- Born: September 16, 1932 Brooklyn, New York, U.S.
- Died: February 4, 2024 (aged 91) Sydney, New South Wales, Australia
- Occupations: Businessman LGBT rights activist

= Steve Ostrow =

American businessman and LGBTQ rights activist (1932–2024)

Steve Ostrow (September 16, 1932 – February 4, 2024) was an American businessman, LGBTQ rights activist, and opera performer who was the founder of the well-known New York City gay establishment Continental Baths.

== Early life ==
Ostrow was born in Brooklyn, New York, on September 16, 1932. His father, Louis Ostrow, was Russian-born and worked in advertising and layout in the magazine and newspaper publishing industry. His mother was Nettie (Cooper) Ostrow. Ostrow's education included studying voice at the Henry Street Settlement in Manhattan. His father died of cancer when he was 18.

== Career ==
While working for a loan company, he joined a small opera company. There he met Joanne King, his co-star in “La Bohème”; they married in 1960. Mr. Ostrow then started his own loan company in 1966, and the couple moved to Matawan, N.J., where he was president and cantor of their local Reform temple. Two years later, he recalled in his memoir, he saw an ad in The Times asking for investors to open a men's health club and steam bath. His father-in-law lent him the money. Ostrow started Continental Baths in 1968. He had Bette Midler perform at his Continental Baths on the weekends. Continental Baths became a huge success but eventually faded and closed in 1976. The basement was taken over by new investors as Plato's Retreat and is now a parking garage.

Ostrow went on to sing and perform with various operas such as the New York City Opera, the San Francisco Opera, the Stuttgart Opera, and the Australian Opera companies in New York City, San Francisco, California, Germany, and Australia respectively.

Ostrow lived in Australia from the late 1980s onwards where he became a vocal coach director of the Sydney Academy of Vocal Arts. He also founded a support group called Mature Age Gays during his time living in Australia. He was the recipient of the Medal of the Order of Australia in 2021 for his service to the LGBTQ community and the performing arts.

In 1966, Ostrow was charged with mail fraud for lending practices at his loan company.

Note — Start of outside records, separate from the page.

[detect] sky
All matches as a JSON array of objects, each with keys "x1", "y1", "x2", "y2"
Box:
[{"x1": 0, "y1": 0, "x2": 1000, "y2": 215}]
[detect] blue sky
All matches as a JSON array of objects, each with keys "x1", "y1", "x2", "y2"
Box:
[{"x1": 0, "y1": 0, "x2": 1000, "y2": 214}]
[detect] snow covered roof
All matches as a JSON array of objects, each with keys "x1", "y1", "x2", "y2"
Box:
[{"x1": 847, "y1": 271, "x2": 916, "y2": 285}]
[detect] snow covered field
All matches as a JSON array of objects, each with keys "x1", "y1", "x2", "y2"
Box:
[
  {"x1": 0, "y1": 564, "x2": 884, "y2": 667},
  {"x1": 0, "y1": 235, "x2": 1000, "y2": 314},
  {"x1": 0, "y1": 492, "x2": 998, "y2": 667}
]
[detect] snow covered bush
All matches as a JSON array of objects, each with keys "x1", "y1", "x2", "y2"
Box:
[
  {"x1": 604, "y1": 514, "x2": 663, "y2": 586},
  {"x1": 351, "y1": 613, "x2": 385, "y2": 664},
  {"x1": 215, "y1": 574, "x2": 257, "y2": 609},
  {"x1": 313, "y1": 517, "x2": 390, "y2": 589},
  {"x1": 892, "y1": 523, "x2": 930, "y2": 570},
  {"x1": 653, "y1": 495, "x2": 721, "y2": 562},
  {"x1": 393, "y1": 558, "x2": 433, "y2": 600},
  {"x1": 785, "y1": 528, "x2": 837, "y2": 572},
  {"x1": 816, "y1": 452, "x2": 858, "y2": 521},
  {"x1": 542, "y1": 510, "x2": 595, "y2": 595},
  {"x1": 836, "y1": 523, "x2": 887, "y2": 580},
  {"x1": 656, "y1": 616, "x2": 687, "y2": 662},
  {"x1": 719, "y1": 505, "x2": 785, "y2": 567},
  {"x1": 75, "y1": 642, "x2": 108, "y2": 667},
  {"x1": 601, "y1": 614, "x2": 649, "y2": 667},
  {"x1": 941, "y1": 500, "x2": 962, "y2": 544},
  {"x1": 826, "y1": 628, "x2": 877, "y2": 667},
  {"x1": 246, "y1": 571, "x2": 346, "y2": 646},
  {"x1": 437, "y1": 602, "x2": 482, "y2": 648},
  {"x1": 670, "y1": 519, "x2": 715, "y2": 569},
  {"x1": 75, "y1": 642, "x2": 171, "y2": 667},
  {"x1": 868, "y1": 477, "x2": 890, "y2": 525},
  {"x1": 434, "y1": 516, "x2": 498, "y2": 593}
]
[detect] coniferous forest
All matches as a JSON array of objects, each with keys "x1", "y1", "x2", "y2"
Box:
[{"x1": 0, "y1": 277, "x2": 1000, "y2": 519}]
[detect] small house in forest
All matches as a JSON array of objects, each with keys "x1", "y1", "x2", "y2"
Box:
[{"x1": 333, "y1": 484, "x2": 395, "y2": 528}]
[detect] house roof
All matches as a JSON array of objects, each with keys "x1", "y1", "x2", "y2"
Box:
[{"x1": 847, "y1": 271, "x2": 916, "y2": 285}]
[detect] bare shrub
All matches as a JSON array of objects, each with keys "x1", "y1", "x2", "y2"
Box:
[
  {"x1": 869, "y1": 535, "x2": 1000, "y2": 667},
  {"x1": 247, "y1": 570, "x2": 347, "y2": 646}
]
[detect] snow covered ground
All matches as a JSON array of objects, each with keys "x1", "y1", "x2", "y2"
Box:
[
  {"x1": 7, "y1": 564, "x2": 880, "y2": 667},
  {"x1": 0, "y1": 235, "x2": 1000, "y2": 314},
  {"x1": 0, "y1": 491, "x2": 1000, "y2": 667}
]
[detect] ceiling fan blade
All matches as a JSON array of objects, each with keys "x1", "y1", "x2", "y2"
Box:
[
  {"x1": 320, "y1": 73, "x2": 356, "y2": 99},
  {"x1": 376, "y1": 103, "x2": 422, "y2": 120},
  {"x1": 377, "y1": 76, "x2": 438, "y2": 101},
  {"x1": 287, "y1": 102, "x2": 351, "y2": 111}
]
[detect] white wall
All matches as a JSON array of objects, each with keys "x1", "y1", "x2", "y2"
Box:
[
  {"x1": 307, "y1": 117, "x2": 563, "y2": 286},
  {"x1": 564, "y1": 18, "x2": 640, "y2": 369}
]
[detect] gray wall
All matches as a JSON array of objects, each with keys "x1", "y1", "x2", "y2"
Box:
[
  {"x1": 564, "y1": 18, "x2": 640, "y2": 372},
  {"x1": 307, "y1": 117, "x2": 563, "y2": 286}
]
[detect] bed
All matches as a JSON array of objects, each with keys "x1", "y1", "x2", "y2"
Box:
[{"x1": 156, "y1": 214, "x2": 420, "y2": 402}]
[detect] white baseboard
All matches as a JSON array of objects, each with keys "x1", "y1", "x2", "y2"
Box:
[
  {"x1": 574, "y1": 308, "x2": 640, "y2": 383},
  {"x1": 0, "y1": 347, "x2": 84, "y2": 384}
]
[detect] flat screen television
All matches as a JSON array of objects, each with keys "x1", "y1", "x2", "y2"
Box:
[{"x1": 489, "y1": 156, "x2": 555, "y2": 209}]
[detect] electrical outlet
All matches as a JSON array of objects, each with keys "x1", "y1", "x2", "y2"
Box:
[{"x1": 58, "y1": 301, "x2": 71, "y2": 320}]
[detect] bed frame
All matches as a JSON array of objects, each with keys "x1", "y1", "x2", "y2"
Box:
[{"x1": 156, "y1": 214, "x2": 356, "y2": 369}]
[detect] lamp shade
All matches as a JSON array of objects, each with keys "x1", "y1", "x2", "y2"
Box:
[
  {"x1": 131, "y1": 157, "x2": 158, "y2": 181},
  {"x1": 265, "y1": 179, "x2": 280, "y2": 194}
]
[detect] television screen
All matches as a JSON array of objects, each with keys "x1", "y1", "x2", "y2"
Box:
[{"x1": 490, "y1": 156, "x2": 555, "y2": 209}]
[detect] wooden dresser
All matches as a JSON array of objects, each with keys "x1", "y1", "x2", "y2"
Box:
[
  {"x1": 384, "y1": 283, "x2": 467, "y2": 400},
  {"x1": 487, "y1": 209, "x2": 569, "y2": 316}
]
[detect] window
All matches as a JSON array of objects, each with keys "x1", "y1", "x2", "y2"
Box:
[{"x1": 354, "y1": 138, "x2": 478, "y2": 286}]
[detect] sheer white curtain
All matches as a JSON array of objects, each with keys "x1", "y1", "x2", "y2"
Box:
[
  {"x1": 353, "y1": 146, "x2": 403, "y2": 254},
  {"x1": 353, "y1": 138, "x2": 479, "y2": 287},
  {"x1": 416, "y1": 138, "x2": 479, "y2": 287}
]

Ostrow's memoir was called Live at The Continental.

== Personal life ==
Ostrow worked for a loan company and he had also joined an opera company where he met Joanne King who was his co-star in La Bohème. He married King in 1960. He and his wife mostly lived apart after the Baths opened and divorced in the early 1980s. Joanne Ostrow became an Episcopal deacon and served as police chaplain for the Los Angeles Police Department. She died in 2001. Steve Ostrow died at a Sydney retirement home on February 4, 2024, at the age of 91. Ostrow was survived by his children, Scott Ostrow and Maria Jaul, as well as five grandchildren and three great-grandchildren.